Regardless of whether Insta360 considered the X4 and X3 replacement or not, should we consider it a replacement? Well, yes and no. It really depends on your needs. As I mentioned above, some users may experience no benefit of the X4 over the X3 and for those users, it’s worth sticking with the X3 – or buying the X3 if you don’t have one yet to save a little money.

But if you do a lot of reframing, particularly on the desktop – where you have more advanced post-processing options – the X4 is very much an upgrade. For my own 360 needs, I typically use the Insta360 X3 and Insta360 ONE RS 1″ Leica 360. Generally, this is for shooting behind-the-scenes footage or location-scouting photos while out exploring.

Of those two, I find that the ONE RS 1″ 360 gives me cleaner 5.7K video footage, but the X3 has the advantage of 72-megapixel DNG raw still images. So, I take both depending on my needs. The X4 is immediately replacing the ONE RS for general video use.

It will also replace the X3 once it can save out those 72-megapixel images as DNG files.

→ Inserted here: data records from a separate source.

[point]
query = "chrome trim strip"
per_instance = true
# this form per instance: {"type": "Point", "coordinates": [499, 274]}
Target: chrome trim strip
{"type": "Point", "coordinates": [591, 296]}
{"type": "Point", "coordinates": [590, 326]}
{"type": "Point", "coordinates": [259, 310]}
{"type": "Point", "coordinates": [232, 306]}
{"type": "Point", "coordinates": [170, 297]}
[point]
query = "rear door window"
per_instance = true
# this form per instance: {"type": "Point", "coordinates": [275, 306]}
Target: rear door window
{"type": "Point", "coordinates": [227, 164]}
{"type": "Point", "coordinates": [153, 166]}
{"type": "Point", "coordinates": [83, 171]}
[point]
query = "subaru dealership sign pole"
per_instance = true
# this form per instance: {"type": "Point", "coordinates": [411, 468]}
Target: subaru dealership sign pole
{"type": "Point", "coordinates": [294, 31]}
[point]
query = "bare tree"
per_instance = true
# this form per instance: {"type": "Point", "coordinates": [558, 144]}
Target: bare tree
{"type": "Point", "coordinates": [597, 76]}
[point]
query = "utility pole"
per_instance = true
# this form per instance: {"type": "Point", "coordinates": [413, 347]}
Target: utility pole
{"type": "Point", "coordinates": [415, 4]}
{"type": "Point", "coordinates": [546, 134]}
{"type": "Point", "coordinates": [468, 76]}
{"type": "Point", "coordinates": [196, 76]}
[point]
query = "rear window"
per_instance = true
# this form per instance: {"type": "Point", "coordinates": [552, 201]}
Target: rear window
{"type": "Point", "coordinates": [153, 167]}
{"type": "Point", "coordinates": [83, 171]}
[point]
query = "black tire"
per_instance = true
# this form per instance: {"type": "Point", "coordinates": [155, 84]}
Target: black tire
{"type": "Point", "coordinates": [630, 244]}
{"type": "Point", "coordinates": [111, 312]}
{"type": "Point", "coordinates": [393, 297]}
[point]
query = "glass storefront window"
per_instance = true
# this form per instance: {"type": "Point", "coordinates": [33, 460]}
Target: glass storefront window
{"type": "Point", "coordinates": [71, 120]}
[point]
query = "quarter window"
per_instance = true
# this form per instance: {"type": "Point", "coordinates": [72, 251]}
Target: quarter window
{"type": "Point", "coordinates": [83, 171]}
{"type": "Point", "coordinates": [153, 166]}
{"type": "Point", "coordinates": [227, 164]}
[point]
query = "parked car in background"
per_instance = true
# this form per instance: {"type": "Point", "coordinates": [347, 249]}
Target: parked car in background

Hopefully, we won’t have to wait too long for that firmware update to come – and it might even be available by the time this review is published.

This means I’ll only need to carry one camera around with me for most of what I shoot. There are times when the light is lower, and the ONE RS will be the better choice. But other than that, the X4 covers all of my 360-camera needs. The rest are just backups.

Whether or not it will cover your needs really boils down to you and what those needs are. Will the improvements in the X4 over the X3 really make a difference to the photos and footage you produce? Are they really of benefit to you?

If they are, it’s worth it. If they’re not, it’s not.

Editor’s note: The unit reviewed here was running preproduction firmware. Everything that was there seems to work but there were one or two notable omissions (like DNG RAW stills). I expect they should be ready in the launch firmware or shortly afterwards. I’m also looking forward to seeing how well the new Insta360 Studio app with multi-clip editing works once it supports X4 footage.

Price and Availability

The Insta360 X4 is available to pre-order now, starting at $499 for the basic camera package. It’s also available in a number of other kits with various accessories tailored to specific needs and use cases.